The esteemed Prof. Matthew Desmond, sociology, Harvard, spoke at Cornell late last year. Standing in front of a group of eager academics, he passionately discussed the riveting journey of a low-income family under duress. This family, consisting of a single mother and her young sons, was unceremoniously evicted from their trailer home; they could not pay rent. Trudging through snow-blanketed streets, the downtrodden mother and her children were forced to seek immediate shelter to make it through the week.
As Desmond continued his story, I sat shaken in the audience. How could anyone press on despite such abject conditions? I could not see myself surviving the confluence of immense financial burdens, runoff psychological tolls and potential societal stigma through which Desmond’s anecdotal families went. After the event ended, I found myself lost in thought and wandering aimlessly through central campus.
This semester, I continued my inquiries into socioeconomic inequality. I came across a New York Times article detailing Ivy League socioeconomic data. Unfortunately, the nominal data was severely disappointing. Despite the fact that we attend a school with billions of dollars in its endowment, only 2.9 percent of poor students become wealthy adults.

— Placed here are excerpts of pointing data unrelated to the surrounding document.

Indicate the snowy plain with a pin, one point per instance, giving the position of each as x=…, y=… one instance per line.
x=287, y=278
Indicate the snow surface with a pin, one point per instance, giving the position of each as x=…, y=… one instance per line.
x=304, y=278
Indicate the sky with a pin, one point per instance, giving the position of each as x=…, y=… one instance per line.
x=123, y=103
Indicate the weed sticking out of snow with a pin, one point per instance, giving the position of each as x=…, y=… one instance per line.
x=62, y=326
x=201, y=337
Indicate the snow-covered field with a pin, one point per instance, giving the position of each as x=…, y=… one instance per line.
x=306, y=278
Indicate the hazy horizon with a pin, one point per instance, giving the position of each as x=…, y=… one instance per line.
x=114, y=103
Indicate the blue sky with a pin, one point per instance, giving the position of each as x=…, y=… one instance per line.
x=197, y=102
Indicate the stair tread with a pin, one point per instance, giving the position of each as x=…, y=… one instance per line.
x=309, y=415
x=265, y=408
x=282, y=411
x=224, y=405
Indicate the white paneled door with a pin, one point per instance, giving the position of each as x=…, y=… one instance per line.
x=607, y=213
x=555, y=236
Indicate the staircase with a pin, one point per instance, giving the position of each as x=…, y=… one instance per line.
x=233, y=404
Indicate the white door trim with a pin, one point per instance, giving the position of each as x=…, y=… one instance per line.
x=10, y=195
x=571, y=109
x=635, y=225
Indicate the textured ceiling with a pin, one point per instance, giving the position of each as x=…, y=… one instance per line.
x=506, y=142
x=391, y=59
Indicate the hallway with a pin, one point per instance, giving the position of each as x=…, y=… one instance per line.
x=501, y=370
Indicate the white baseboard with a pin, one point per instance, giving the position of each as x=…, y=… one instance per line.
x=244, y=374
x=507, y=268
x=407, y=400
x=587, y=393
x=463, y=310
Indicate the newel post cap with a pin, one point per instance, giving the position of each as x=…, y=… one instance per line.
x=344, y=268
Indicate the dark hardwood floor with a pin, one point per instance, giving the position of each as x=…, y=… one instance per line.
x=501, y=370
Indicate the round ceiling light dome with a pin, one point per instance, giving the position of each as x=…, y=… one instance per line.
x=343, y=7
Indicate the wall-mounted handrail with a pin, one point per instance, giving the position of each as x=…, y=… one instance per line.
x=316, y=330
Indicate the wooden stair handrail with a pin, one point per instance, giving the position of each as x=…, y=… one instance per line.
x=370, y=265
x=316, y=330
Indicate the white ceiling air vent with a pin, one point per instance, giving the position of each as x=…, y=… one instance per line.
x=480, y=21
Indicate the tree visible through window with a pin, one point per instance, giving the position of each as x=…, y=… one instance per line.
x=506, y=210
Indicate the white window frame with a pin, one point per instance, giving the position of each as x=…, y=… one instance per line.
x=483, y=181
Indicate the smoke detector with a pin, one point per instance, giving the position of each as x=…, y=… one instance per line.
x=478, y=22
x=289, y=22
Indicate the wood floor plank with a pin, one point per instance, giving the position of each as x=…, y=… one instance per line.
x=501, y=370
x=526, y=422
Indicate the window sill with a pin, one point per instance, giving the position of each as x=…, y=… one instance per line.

Despite my initial surprise at the data, a quick look at my Cornell experience reveals something obvious. Throughout my time here, I have become part of a socioeconomically privileged system; I am the president of the Cornell Consulting Club, a professional organization with a 2.5 percent acceptance rate. There are more pre-professional clubs like this, some with equivalently strenuous admissions processes. Moreover, these organizations represent only a slice of the issue. The extensive Greek community, other elite non-business organizations and even certain colleges further exclude and segment a supposedly united student body.
Why is selectivity problematic? While Cornell is resource-laden, it is severely behind the career counseling curve. Many students’ inclination to trust their peers over Cornell’s career counselors when it comes to advice speaks volumes about the quality of the University’s administrative competencies. As such, career success is highly dependent on unrestricted access to extracurricular resources. This access is manifold. Whether it be through learning how to interview under the tutelage of a senior or through amassing social capital via a sorority’s events, the quintessential Cornell experience is locked behind a wall of applications and rush events.
To surmount the wall, students invest time and money. Monetary costs include formal attire for business clubs, membership dues for Greek organizations, and a host of aggregate auxiliary costs (e.g. social costs). Time costs are just as clear. A student working several jobs to pay tuition may find it difficult to spare time to participate in intensive student groups.
Other barriers are harder to quantify but still ever-present. Wealthier students may have extensive pre-college networks that help them navigate Cornellian territory. Consider resumes: connected students may have neatly formatted resumes replete with prestigious internships and experiences. Those of lower-income can lack opportunities and might, in Cornell’s environment, appear less traditionally interesting or learned. After all, society tends to view the worldly Instagram traveler as more cultured than the son of a blue-collar worker.
This “vicious cycle” is perpetuated at Cornell. The underprivileged lack the economic and social resources necessary to break into some of the most effective extracurriculars. As a result, they have a tougher time taking advantage of what this campus has to offer. Upon graduation, they are often quantitatively and qualitatively behind.
Cornell’s motto is “Any Person, Any Study.” Quite frankly, this is hard to believe (see the leaked AFAWG papers). Because I doubt Cornell’s main focus is on student socioeconomic equality, I believe campus leaders should spearhead the change. The clubs we lead often hold some of the keys to structural terms of success out of college — many recent graduates and upperclassmen credit their organizations for their career successes. For example, my mentors within my consulting club and business fraternity helped me land my internship at McKinsey. I genuinely believe that I would not have made it there without their assistance.
Campus leaders can take the proper moral stance by evaluating barriers to entry. My consulting club has banned the freshman resumé and now strongly encourages casual attire during our interview process. Along with one of my good friends in AEM, I have also started lobbying business club leaders to create a joint “business boot camp” to disseminate professional resources to the public. One potential universal solution could be a united effort to offer more financial flexibility with regards to membership dues in various clubs and Greek organizations.
These potential solutions all matter. While interviewing for internships last semester, I kept hearing one recurring theme: “we care about intrinsics.” In other words, my interviewers were looking for internal skills as opposed to the icing on the cake. Cornell ought to maintain a similar environment. Prior advantages conferred upon select students do not accurately represent the skills and intellectual capacity of the average Cornellian.
To disparage and ignore this issue is to fail an exercise in empathy and compassion. As Cornellians, we travel to Ithaca expecting to learn from and grow with our peers. Yet, the current system separates us from one another due to factors outside of our immediate control. We end up trapped in our echo chambers while also perpetuating a type of inequality with severe implications for society as a whole. This year is the year to begin fighting the trend and taking responsibility for the problem at hand. If not now, then when?